She sang Yiddish folk songs and wrote poetry described as “intimate speech which lay upon the heart…speech concerning simple, clear and familiar items.” Her poetry was also characterized as having “a strong moral compass, quietly articulated.” She was published in many literary periodicals and in three books of her own poetry. She died in 1978, in New York.
Leean Knetzer, retired librarian and English teacher, assisted in selecting the English versions of the Primo Levi poems. A chance encounter at a Torah High fundraiser resulted in the invaluable assistance of Paula Matthews, Italian professor in the Languages Department, Mesa College. She found all the selected poems in their original Italian and recruited Dr. Loredana Di Marino from the Department of Languages, Cultures and Literatures, USD and Dr. Clarissa Clo, Chair of the Department of European Studies, SDSU to join her as readers of the Italian poems. Two other Italian readers are my polyglot friend, Monique Kunewalder and the esteemed scientist and philanthropist, Dr. Andrew Viterbi. Dr. Viterbi’s first cousin was Primo Levi’s wife and Viterbi and Levi met on numerous occasions. Dr. Viterbi accepted our invitation to present the biographical introduction for Primo Levi’s poems.

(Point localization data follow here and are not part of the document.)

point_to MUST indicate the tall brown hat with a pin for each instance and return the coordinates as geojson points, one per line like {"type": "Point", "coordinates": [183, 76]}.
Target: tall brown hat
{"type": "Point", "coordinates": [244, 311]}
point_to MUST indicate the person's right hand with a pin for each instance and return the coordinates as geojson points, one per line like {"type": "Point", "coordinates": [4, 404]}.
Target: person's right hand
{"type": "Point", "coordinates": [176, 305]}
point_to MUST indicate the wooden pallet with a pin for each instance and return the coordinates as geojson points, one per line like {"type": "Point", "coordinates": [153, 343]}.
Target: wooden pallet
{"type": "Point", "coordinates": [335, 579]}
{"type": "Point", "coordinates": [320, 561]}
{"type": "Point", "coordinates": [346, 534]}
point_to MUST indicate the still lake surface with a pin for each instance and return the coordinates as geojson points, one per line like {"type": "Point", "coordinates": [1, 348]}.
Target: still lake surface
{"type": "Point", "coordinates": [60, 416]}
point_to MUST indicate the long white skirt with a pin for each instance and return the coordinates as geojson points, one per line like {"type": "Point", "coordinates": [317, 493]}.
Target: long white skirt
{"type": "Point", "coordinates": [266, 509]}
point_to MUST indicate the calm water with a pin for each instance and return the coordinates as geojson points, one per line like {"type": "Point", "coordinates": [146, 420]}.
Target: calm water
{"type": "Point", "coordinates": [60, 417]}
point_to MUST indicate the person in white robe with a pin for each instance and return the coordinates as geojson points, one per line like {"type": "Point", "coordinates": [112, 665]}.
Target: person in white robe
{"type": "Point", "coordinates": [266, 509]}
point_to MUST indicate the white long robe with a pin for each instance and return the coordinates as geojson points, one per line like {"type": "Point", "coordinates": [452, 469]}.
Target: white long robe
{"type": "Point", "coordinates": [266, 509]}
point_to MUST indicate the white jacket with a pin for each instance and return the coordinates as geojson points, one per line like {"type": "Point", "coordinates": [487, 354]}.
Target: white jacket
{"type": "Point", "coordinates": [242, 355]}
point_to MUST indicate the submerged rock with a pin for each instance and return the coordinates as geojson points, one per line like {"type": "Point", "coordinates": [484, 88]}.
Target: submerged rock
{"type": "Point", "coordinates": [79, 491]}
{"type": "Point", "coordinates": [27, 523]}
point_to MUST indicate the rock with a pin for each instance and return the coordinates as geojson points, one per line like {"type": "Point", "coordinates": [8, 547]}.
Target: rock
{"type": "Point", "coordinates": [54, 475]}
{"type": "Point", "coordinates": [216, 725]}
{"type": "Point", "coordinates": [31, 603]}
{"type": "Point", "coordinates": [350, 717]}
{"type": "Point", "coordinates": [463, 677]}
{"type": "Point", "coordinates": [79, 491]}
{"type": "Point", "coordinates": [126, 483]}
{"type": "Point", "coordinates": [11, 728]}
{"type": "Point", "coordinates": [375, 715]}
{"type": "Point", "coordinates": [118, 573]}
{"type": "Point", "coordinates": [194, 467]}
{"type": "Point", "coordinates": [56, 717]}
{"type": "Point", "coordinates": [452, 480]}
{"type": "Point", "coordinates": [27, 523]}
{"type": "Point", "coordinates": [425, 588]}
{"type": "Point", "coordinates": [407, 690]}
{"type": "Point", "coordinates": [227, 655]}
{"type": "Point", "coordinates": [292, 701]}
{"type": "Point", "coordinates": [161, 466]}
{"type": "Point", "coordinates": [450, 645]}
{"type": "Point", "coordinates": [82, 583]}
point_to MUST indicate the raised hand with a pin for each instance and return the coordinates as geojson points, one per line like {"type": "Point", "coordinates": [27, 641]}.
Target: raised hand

The Yiddish readers of Bertha Kling’s poems will include Sylvia Rosenthal and Maty Feldman Bicis, both attended Yiddish schools in Mexico City and Janice Alper, Brooklyn-born Jewish educator. Choir director, Elisheva Edelstein, will be singing three of Kling’s songs.
English readers for the Kling poems will be Sandra Silverstein, JCC volunteer; Judith Rubenstein, Yiddish and Hebrew singer; and Jane Zeer, editor of Ohr Shalom’s monthly Davar. I will present the introductory biography for Bertha Kling.